S'agissant de l'effort consenti sur les effectifs, il a été plus important à l'échelon central que dans les territoires, afin de conserver autant que faire se peut le lien avec l'application de nos politiques.

L'OFB subit effectivement une baisse des emplois, mais nous avons divisé par deux la baisse prévue – c'est déjà bien. Alors qu'elle aurait dû être de moins 40 ETP par an avant la fusion, il n'y a eu aucune perte en 2020 et il y aura moins 20 ETP en 2021 pour accompagner la fusion. Ce n'est pas parfait, j'en conviens. Je rappelle toutefois que les agences régionales de la biodiversité (ARB) résultent d'un contrat passé entre l'OFB, la région et d'autres acteurs du territoire, et que la région doit donc apporter également des moyens, tout comme les territoires. Je suis persuadée que le président de la région Hauts-de-France est tout à fait conscient de l'importance et de l'urgence de mettre en place une ARB. Cela comptera, bien évidemment, à son bilan, et j'imagine que tout cela le fera bouger derechef – du moins, je l'espère !

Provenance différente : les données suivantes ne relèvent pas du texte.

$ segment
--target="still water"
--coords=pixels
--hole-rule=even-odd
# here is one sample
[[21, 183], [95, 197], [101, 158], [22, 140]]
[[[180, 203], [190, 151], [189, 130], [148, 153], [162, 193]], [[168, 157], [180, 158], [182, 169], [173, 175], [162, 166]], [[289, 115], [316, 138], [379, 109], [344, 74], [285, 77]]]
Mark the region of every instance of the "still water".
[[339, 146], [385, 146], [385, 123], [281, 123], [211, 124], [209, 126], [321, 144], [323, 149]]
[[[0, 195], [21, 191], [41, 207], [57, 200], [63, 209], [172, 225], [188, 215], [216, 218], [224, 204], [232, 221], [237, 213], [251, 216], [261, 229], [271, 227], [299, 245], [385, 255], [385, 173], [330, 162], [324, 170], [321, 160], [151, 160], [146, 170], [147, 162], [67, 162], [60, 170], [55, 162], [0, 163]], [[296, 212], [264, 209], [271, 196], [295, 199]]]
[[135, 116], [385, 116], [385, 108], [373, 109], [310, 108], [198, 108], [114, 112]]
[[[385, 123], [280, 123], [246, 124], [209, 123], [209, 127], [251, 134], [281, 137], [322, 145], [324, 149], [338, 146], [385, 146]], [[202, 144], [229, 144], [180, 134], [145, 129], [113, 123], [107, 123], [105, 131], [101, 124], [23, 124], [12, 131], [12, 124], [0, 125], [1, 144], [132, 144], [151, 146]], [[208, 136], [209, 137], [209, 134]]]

Le bien-être des animaux non domestiques est une préoccupation grandissante de l'opinion publique. Parmi les annonces que j'ai faites sur le sujet, les 8 millions d'euros concernaient le soutien aux circassiens. Ces premiers chiffres sont uniquement prévus pour cette année, c'est-à-dire jusqu'à la fin de l'année 2020. Un programme de soutien va être mis en œuvre en partenariat avec le ministère de la culture. Nous voulons que les mesures annoncées concernant les animaux sauvages dans les cirques itinérants, les delphinariums et les zoos ainsi que pour les visons soient accompagnées, non seulement financièrement, mais aussi par des interventions auprès des acteurs, qui devront accomplir un important travail de reconversion, notamment dans les cirques et les delphinariums. Cet accompagnement économique et social doit se dérouler de la meilleure manière possible. De même, il faut trouver aux animaux un lieu où ils pourront continuer et finir leur vie tranquillement. Bien évidemment, ils ne peuvent pas être relâchés dans la nature, ils n'y survivraient pas. C'est un lourd travail que de recenser les possibilités d'accueil dans différentes structures, que ce soient des zoos, des refuges ou autres. Cela demande du temps et c'est pourquoi les fonds annoncés ne sont qu'un premier budget. L'accompagnement doit se faire dans le temps.